President Trump Signs Order to Set U.S. Spectrum Strategy for 5G Networks
【Summary】On Thursday, President Trump signed a presidential memorandum directing the Commerce Department to develop a long-term comprehensive national spectrum strategy to prepare for the introduction of next-generation 5G wireless networks. 5G network speeds are a key requirement for the commercial roll-out of autonomous driving and connected car technology.
Much of the development and successful roll-out of autonomous driving technology hinges on the availability of ultra-fast 5G networks to connect vehicles to the cloud, other vehicles and infrastructure. Developers and companies working on self-driving systems, deep-learning and connected mobility are counting on the availability of reliable 5G network speeds, which are needed to transfer crucial vehicle data in real-time.
The U.S. is beginning to take action with a signing of a memorandum this week.
On Thursday, President Trump signed a presidential memorandum directing the Commerce Department to develop a long-term comprehensive national spectrum strategy to prepare for the introduction of next-generation 5G wireless networks.
5G network speeds are a key requirement for the commercial rollout of autonomous driving and connected car technology, allowing cars to communicate with the cloud, other nearby vehicles, traffic signals, or other infrastructure. 5G networks offer much greater data transfer speeds and reduced latency than current 4G networks, which is vital for on-board safety systems that need to calculate split second driving decisions.
The memorandum requires a series of reports over the next nine months. The goal of the study is to ensure there is enough spectrum (or bandwidth) to handle the growing amount of internet and wireless traffic and that future 5G networks have adequate spectrum to operate.

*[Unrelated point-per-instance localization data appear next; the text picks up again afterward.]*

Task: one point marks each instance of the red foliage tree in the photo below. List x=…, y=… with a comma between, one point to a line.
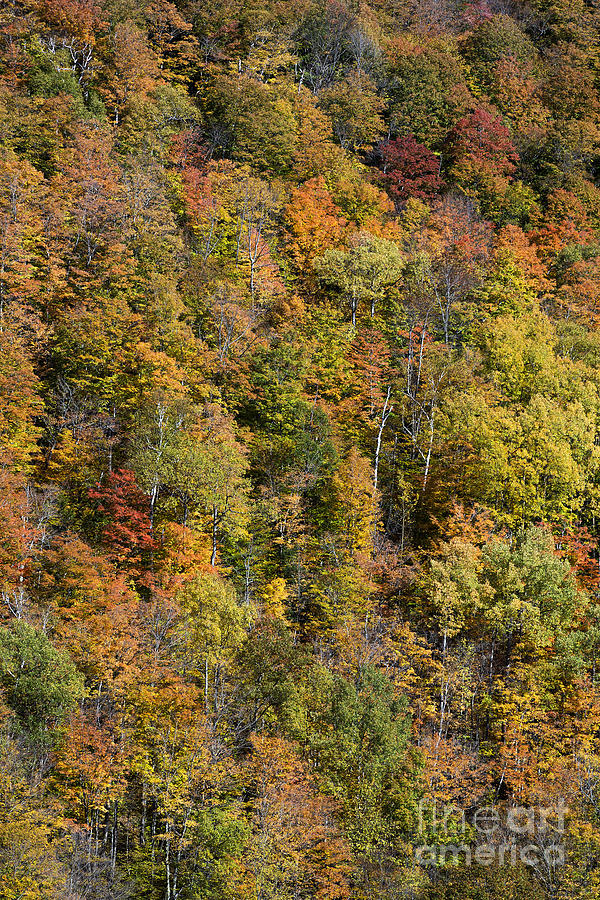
x=481, y=141
x=409, y=169
x=127, y=529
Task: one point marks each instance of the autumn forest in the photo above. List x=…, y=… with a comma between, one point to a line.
x=299, y=450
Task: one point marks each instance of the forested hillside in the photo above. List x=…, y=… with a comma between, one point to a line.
x=299, y=449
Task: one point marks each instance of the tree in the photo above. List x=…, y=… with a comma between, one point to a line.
x=365, y=273
x=41, y=685
x=355, y=111
x=409, y=169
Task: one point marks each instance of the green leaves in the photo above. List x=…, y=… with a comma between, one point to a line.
x=40, y=684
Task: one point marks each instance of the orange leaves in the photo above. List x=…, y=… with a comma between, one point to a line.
x=295, y=834
x=313, y=223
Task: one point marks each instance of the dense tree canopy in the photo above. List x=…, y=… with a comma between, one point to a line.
x=299, y=449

U.S. telecommunications companies AT&T Inc, Verizon, Sprint, and T-Mobile U.S. are working to acquire spectrum and preparing to develop and test faster 5G networks, which are expected to be at least 100 times faster than current 4G networks. 5G networks reduce latency, or delays, to less than one-thousandth of a second, the Federal Communications Commission has said.
Automaker Audi is testing an in-vehicle feature that connects its vehicle to traffic signals using a 4G network
As reported by Reuters, wireless industry trade group CTIA praised the Trump administration for "recognizing the importance of establishing a national spectrum strategy. With the right approach based on licensed wireless spectrum, America's wireless carriers will invest hundreds of billions of dollars and create millions of jobs."
"We will prioritize efforts to accelerate the private sector's development of 5G, so that the American people can reap the rewards of this incredible technology," White House adviser Michael Kratsios told reporters on Thursday.
White House officials said they do not support any effort to nationalize the 5G network, which China has done.
China's government prioritized 5G testing years ago with the goal of becoming the world's leader in 5G adoption. According to Reuters, a leaked document uncovered in January suggested the Trump administration was considering the idea.
The Trump administration's lack of a national commitment to 5G technology has caused a rift with the FCC, as other nations including China and south Korea are maker greater progress in rolling out 5G networks.
Democratic Federal Communications Commissioner (FCC) Jessica Rosenworcel questioned the length of the time for the reports.
"Other nations are moving ahead, while we're headed to study hall and in the interim we're slapping big tariffs on 5G networks. This doesn't speed our 5G leadership - it slows us down." she said.
Rosenworcel was referring to the move last month when the U.S. Trade Representative finalized new tariffs on an additional $200 billion of Chinese imports. Included in the 200-page schedule of goods subject to tariffs are vague listings that include "machines for the reception, conversion, and transmission or regeneration of voice, images, or other data, including switching and routing apparatus."
In addition, the schedule of goods includes "apparatus for transmission or reception of voice, images, or other data, including apparatus for communication in a wired or wireless network."
All of these devices might be important components for building out 5G networks. Critics argue that the tariffs will make it more expensive for American companies to buy the hardware they need to develop their 5G infrastructure.
One big issue is a band of spectrum reserved for automakers to enable vehicles to communicate with to one another that has gone largely unused. Cable companies and others want the FCC to award part or all of that to expand Wi-Fi.
Connected cars could arrive on roads as early as 2021. However, the rollout will be dependent on collaboration amongst the many stakeholders involved, including global automakers, Tier 1 suppliers, chip manufacturers and local governments.
Fully autonomous vehicles will require real-time data transmission before rolling out at scale. Current cellular networks such as LTE have a latency of 30 to 40 milliseconds, which is unsafe for fully-autonomous vehicles.